Tucson-based education consultant Bob Pearlman said makerspaces/innovation labs are only a few years old on the educational landscape, so few studies have been done to show their academic effectiveness.
Locally, Southern Methodist University professor Rob Rouse is researching whether innovation labs/makerspaces influence how students learn. The University of Texas at Arlington also received a grant recently from the Institute of Museum and Library Sciences to develop a way to test the effectiveness of innovation labs on undergrad learning.
Completed studies have shown that students retain much more of what they learn when they take part in project-based learning, in which innovation labs are engaged, Pearlman said.
MOVING AWAY FROM MEMORIZATION TOWARD PROJECT-BASED LEARNING
Education industry observers say innovation labs and makerspaces are part of an educational movement away from memorization, toward solving palpable problems with hard data. The movement — called design thinking — is fueled by the Stanford School of Design to promote the practice of attacking complex problems methodically, based on human needs. These labs can vary widely in participating schools, from an area set aside in a library, to a dedicated room.
Though there appears to be no comprehensive list, education consultant Pearlman has identified innovation labs/makerspaces in 20 schools across the country, from Greenwich, Connecticut, to Los Angeles.
Alcuin School has bought into the concept heavily, and has included a second, dedicated makerspace in its plans for adding an upper school and auditorium to its campus.
“We’re working with Perkins + Will on designing a space that will allow a more collaborative experience, trying to incorporate design thinking into the entire building,” said Walter Sorensen, head of Alcuin School. Sorensen added that innovation labs like The Hive fit well within the school’s Montessori and International Baccalaureate philosophies.
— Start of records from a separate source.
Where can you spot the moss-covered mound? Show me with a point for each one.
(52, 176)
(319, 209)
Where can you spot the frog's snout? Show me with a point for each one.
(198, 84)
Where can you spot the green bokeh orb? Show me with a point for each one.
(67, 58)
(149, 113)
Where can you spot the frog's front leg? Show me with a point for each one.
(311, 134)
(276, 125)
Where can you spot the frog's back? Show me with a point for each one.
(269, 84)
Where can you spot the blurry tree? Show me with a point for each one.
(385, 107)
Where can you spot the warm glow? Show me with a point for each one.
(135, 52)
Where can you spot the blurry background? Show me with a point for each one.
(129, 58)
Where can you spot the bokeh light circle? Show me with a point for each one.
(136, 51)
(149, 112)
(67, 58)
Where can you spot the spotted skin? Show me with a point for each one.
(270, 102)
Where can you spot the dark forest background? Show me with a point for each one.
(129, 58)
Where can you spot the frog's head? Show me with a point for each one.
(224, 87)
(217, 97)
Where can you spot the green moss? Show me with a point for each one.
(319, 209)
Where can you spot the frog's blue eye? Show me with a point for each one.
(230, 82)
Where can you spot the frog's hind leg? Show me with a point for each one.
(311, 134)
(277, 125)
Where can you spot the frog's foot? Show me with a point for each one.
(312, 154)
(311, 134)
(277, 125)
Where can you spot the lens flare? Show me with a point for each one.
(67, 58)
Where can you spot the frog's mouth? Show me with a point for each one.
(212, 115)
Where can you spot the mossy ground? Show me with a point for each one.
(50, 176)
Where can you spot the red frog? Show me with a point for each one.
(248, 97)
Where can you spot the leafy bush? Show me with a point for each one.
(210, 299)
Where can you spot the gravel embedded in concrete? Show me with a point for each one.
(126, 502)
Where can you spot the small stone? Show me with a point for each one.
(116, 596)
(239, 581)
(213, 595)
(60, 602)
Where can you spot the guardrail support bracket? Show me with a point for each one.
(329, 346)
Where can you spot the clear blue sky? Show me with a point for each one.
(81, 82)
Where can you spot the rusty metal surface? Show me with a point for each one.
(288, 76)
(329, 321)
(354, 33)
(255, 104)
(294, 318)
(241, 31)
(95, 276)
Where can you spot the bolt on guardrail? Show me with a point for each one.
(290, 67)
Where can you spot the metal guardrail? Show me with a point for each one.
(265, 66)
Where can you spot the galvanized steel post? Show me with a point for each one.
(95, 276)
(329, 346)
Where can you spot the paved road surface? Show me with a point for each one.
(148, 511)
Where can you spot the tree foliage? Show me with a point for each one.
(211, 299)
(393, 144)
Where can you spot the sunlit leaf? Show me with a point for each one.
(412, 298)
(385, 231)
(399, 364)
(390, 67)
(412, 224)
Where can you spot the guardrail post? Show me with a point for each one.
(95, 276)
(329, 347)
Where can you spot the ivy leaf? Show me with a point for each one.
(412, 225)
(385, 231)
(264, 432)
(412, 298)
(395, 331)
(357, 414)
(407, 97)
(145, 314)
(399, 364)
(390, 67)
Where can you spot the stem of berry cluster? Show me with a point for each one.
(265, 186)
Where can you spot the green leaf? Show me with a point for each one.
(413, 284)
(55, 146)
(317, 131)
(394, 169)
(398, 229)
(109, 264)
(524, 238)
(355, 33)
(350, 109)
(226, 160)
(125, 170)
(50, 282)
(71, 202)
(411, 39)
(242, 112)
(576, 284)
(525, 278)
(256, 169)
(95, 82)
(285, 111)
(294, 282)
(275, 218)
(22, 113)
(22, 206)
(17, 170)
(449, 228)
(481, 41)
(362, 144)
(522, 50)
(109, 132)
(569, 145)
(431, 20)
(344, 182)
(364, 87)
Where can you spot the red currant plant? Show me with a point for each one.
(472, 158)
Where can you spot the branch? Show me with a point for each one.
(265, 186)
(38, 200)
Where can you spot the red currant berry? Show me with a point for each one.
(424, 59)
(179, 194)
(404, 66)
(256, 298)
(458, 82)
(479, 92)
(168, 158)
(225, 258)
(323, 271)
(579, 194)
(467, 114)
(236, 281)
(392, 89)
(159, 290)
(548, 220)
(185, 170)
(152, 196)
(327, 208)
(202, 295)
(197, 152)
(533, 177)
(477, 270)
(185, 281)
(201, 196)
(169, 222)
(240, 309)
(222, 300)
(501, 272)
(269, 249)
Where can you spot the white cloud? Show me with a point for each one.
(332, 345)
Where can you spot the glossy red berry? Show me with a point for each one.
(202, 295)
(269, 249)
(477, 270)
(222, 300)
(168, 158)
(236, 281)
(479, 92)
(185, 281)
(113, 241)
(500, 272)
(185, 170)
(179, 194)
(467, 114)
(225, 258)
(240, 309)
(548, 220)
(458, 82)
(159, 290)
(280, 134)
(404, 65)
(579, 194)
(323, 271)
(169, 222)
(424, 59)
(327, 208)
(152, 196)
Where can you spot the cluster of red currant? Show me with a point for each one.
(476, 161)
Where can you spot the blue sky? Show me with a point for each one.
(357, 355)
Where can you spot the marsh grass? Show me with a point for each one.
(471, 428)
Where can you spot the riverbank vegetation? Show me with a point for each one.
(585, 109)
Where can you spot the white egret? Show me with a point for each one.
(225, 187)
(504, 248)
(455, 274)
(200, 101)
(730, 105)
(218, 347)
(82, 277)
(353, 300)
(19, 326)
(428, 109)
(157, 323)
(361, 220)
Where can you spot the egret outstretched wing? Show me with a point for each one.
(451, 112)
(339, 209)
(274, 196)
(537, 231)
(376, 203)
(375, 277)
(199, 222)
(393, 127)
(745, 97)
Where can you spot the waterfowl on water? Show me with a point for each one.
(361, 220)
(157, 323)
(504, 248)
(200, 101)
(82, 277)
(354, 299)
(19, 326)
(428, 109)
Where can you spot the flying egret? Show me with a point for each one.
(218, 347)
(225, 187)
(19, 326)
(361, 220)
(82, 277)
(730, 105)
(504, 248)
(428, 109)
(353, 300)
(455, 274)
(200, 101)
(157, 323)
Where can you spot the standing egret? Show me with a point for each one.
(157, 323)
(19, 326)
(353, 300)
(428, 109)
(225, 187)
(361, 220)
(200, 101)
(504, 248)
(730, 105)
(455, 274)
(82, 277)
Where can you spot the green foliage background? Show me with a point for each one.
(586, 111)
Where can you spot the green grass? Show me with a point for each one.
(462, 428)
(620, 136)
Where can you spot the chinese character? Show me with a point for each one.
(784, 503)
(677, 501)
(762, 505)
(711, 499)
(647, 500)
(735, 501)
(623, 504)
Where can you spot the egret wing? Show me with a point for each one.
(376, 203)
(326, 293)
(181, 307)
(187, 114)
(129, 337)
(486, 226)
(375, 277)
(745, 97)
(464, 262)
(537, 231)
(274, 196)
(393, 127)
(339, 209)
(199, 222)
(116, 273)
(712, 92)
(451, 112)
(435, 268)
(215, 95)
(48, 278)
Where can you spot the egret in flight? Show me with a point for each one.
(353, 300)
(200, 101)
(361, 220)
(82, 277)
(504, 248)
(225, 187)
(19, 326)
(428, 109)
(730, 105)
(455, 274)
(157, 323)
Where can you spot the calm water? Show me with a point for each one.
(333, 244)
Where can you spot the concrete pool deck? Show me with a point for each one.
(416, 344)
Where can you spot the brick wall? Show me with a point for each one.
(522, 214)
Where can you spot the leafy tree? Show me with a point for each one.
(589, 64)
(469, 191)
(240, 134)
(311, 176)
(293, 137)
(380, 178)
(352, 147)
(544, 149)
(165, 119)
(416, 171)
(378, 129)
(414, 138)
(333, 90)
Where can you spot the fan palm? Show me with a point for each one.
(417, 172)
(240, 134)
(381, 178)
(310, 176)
Meanwhile, Alcuin eighth grader and Hive fan Ian Espino-Barros just wrapped up his project on the benefit and need for recess, and he’s ready for his next collaboration.
“I’d probably want to do something that would help the school,” Ian said. “Maybe making small wind turbines and putting them around the school. Things you can build, instead of asking people for. Because if you build it, you will more likely benefit a lot more from it.”